Flyer off track for peak season

01:00, Dec 11 2012

All Kingston Flyer tourist trips have been suspended because the locomotives for the vintage train need critical maintenance, leaving staff without work during the peak summer season.

David Bryce, who lived in Renwick when he bought the Kingston Flyer last year, also confirmed on Sunday that he is looked for a new owner for the train operation at the south end of Lake Wakatipu in Southland.

He said he had suspended operations until at least mid-January and that 11 seasonal staff had been stood down.

The company runs two locomotives, one of which was in operation while the other engine was undergoing maintenance and extensive repairs.

Mechanical issues and health and safety requirements were behind the decision to suspend all operations using the operational locomotive AB778, Mr Bryce said.

He planned to replace the inoperative locomotive with the engine undergoing repairs, AB795.


It was in better condition than AB778 but in need of an overhaul, boiler certification and an official signoff by the NZ Transport Authority, he said. AB795 was built in 1927, AB778 in 1925.

The safety of staff, passengers and the general public was of paramount importance to the company, Mr Bryce said.

A leaky boiler was the main reason for suspending the operation of the locomotive.

He had hoped to get the replacement locomotive ready in time after running the train for three months using AB778.

AB795 was about a week away from returning to Kingston after repair work in Invercargill.

"It was a difficult decision to make," he said.

"Once 795 comes back it will be like new, then we're confident we can operate seasonally with one locomotive.

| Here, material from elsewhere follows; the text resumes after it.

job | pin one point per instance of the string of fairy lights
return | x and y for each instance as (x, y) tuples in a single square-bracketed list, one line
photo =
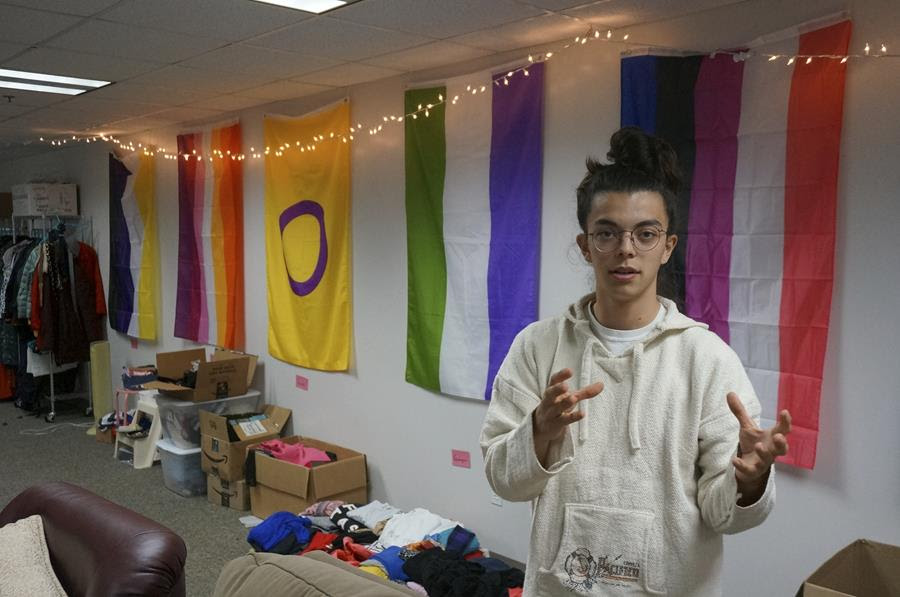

"Unfortunately we have no choice but to retire AB778 from service until an extensive overhaul can be undertaken in the future.

"After much deliberation I have decided to concentrate our funding and efforts on repairing and restoring AB795 with a view to it returning in January."

Repair work on the spare locomotive has been hit by unforeseen delays that compounded the problem.

"The situation unfortunately means those who have made bookings between now and mid- January will need to contact the Kingston Flyer to either rebook or seek a refund," Mr Bryce said.

Mr Bryce said he and staff poured heart and soul into the train since he bought the business last year, getting the train back on track and attracting steady bookings and public support.

"However, taking into account all that has happened, this has taken a toll on my health and I now feel that I need to step back from the operation for a potential new operator to run the business," he said.

"I will continue to operate and fund this business until that time."

The train had been mothballed for two years before he bought it because the previous owners were involved in a receivership wrangle.

Mr Bryce moved from Marlborough to Kingston when he bought the train. The business attracted more than 15,000 visitors during its first season.